Craig Campbell - The Lost Files: Exhibit A
THE LOST FILES, released on Craig Campbell’s own label, Grindstone Recordings, shows us a mature artist. Stronger, more dynamic vocals, intelligent and rich narratives, and bigger, more trad-country arrangements are just some of the ways the Georgia-born singer is letting us know he’s grown up a bit in the last few years. One of the most noticeable aspects of Craig’s evolution as an artist, though, is his confidence, which feels elevated almost to the point of swagger on this 16-track collection. This suits him. While his natural vocal register is still on the smoother side, we hear a complete lack of fear or hesitation in his singing this time around. An album that is a rare delight in a crowded marketplace, the mix of classic country music and modern composition in ways that are really swooningly rendered and out of time, is a perfect bridge between tradition and the future. He is a fine songwriter, and he’s contributed several good ones here, having co-written eleven songs. The honesty and good intent encompassing the whole of this set elevates them to a rarified position where endearing melodies and words of affirmation and integrity find a common bond, and ought to be applauded. His most honest music yet, Craig never disappoints, as he takes his musical game to a new level. It’s the culmination of a dozen years of genre experiments, while chasing commercial success with several different label affiliations, and an artist freely following his every whim.
As the title suggests, these songs and recordings are taken from various sessions over the past five years, since the release of his SEE YOU TRY EP for Red Bow Records in 2018. The hammering twang of guitars, sawing fiddles and pedal steel, makes it feel like a dancing record, but if you listen closely, you’ll also hear sensitive tales of heartache and Craig’s own sweet memories of small-town, rural Georgia. He delivers a gut punch with the defiant Lot To Live Up To, as he reminisces back to his early days of starting out as a budding country singer in Lyons, Georgia. He pays tribute to the singers that influenced him, Keith Whitley, Waylon and Willie, and especially Travis Tritt, who joins him on this rockin’ country tune. Driven by electric guitars and pounding bass, Craig’s organic production makes the most of Johnny’s Cash. His powerful voice, gritty and soulful one moment, then effortlessly spiraling up into feverish crescendos the next, carries this gutsy tale of family secrets and a poor country boy’s unexpected inheritance. That’s What A Song’ll Do is a taut, punchy, party-ready soundtrack to how crucial music can be in our lives, from romantic entanglements to roof-raising church services.
Although Craig’s fluent approach mostly maintains its unerring energy throughout this set, there are more measured moments as well.

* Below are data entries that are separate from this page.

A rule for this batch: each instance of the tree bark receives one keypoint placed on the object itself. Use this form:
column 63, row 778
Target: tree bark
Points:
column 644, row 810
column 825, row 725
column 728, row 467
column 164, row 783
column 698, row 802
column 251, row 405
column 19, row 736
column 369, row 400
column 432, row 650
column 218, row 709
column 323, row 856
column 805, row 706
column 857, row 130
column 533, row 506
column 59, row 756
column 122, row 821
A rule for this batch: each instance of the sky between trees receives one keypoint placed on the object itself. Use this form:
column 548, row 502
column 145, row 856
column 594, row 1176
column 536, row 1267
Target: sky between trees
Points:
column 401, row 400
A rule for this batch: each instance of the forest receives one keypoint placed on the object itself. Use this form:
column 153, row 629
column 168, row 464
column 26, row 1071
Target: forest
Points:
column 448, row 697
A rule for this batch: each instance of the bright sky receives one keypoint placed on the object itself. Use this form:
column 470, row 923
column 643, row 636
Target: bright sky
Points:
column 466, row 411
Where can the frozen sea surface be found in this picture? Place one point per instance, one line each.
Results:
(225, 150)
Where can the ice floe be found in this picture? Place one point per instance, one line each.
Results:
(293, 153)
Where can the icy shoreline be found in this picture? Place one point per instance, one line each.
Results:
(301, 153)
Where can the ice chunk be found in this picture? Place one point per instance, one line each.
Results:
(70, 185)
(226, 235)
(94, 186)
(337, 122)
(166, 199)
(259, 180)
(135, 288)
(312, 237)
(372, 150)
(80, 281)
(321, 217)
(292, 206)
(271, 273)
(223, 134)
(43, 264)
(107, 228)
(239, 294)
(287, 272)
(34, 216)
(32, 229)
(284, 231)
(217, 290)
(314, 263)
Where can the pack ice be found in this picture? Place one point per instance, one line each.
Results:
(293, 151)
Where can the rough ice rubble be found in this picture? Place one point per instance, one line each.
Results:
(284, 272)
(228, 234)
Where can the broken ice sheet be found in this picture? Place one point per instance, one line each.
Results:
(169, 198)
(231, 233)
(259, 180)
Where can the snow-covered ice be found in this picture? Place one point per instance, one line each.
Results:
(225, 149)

It's About Time allows him to explore the country crooner territory a bit more. His melodic voice elevates the lyrics, drawing the listener into his narrative of intimate memories and romantic feelings. Listeners should also likely enjoy Sounds Like A Small Town, a swirling ballad about growing up in the country. This does indeed sound like a forgotten soft country gem from the early 1990s; a gentle earworm with swooning pedal steel that will make you want to sway hand-in-hand with a loved one. It’s not all smooth romance here, though. In their Church Clothes, Craig and his wife, Mindy Ellis Campbell, each sing their own verses about the realities of a disintegrating marriage, before joining forces during the chorus. Playing out the roles of a couple going through the motions of domestic bliss outside the home, whilst inside they live in a hostile environment of hardly speaking and sleeping separately. It’s a heartbreaking story, and in the hands of most people it would be devastating, but here it’s almost … beautiful.
God And The Ground is a sad ballad of heartbreak and nostalgia, with Craig using his religious upbringing to great effect, with a voice that sounds simultaneously fragile and utterly convinced of its emotional power. The lyric tells of the old farmer missing his recently departed wife and finding it tough to move on. Craig shines with a voice that has a sweetness which cuts through the song’s darkest moments. Elsewhere on THE LOST FILES, he gives us compelling stories he’s compiled from his travels, set to vibrant country melodies. That, then, is the secret to Craig Campbell’s uniqueness, his ability to find common ground between traditional country, and a more modern mainstream mantra.